Arbitro anonimo Serie A
Gianluca Rocchi (Foto: Paolo Bruno/Getty Images)

«Rocchi si sarebbe dovuto presentare ma ritengo che non sia il momento perché non siamo in grado di giudicare una vicenda così complessa. Non essendo in grado di difendermi ho ritenuto opportuno che il mio cliente si avvalesse della facoltà di non rispondere. Quando porto una persona devo sapere il contesto e gli elementi che caratterizzano la contestazione e senza ciò non siamo in grado di difenderci». Lo ha detto l’avvocato difensore di Gianluca Rocchi, Antonio D’Avirro, intervenuto a Telelombardia.

«Il mio assistito non ricorda nulla di un episodio di un anno fa (incontro del 2 aprile dello scorso anno, ndr). Se l’Ansa lo sa ce lo dica, almeno sappiamo anche noi di cosa si parla».

 

«Rocchi di questa storia non sa nulla, non si è mai messo in contatto con i dirigenti delle società, lui me l’ha confermato nella maniera più assoluta: mai avuto contatti con i dirigenti delle squadre. Arbitri graditi o sgraditi? Rocchi non ne sa nulla, vedremo quando vedremo le carte processuali. Non so nulla di tutta questa storia».
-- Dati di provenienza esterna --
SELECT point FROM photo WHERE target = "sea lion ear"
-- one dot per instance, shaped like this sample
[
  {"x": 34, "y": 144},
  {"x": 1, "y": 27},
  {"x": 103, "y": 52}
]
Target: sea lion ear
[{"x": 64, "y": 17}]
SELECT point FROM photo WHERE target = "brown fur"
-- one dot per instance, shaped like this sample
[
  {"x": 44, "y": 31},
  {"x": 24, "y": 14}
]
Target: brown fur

«Se era un sistema o no non lo so, le bussate al di là di chi sia andato a fare la segnalazione. Chi ha bussato ha corretto un errore, io non vedo come abbia alterato il risultato, perché io penso che chi ha bussato ha fatto bene a correggere un errore».

 

«Se nell’episodio che ci viene contestato il rigore era giusto, quindi chi ha bussato ha fatto bene. Se il bussare era solo con gli amici non ne so nulla. Chi è intervenuto in quell’episodio ha fatto solo bene. Nessuno ha voluto alterare il risultato ma solo correggere un errore. A noi contestano solo questo e non altro».

«Il verbo “combinava” le designazioni è un termine che non so determinare perché non conosco gli atti, è una decisione del PM che ha contestualizzato e utilizza questo termine. Il termine “combinare” rientra nella frode sportiva», ha concluso il legale di Rocchi.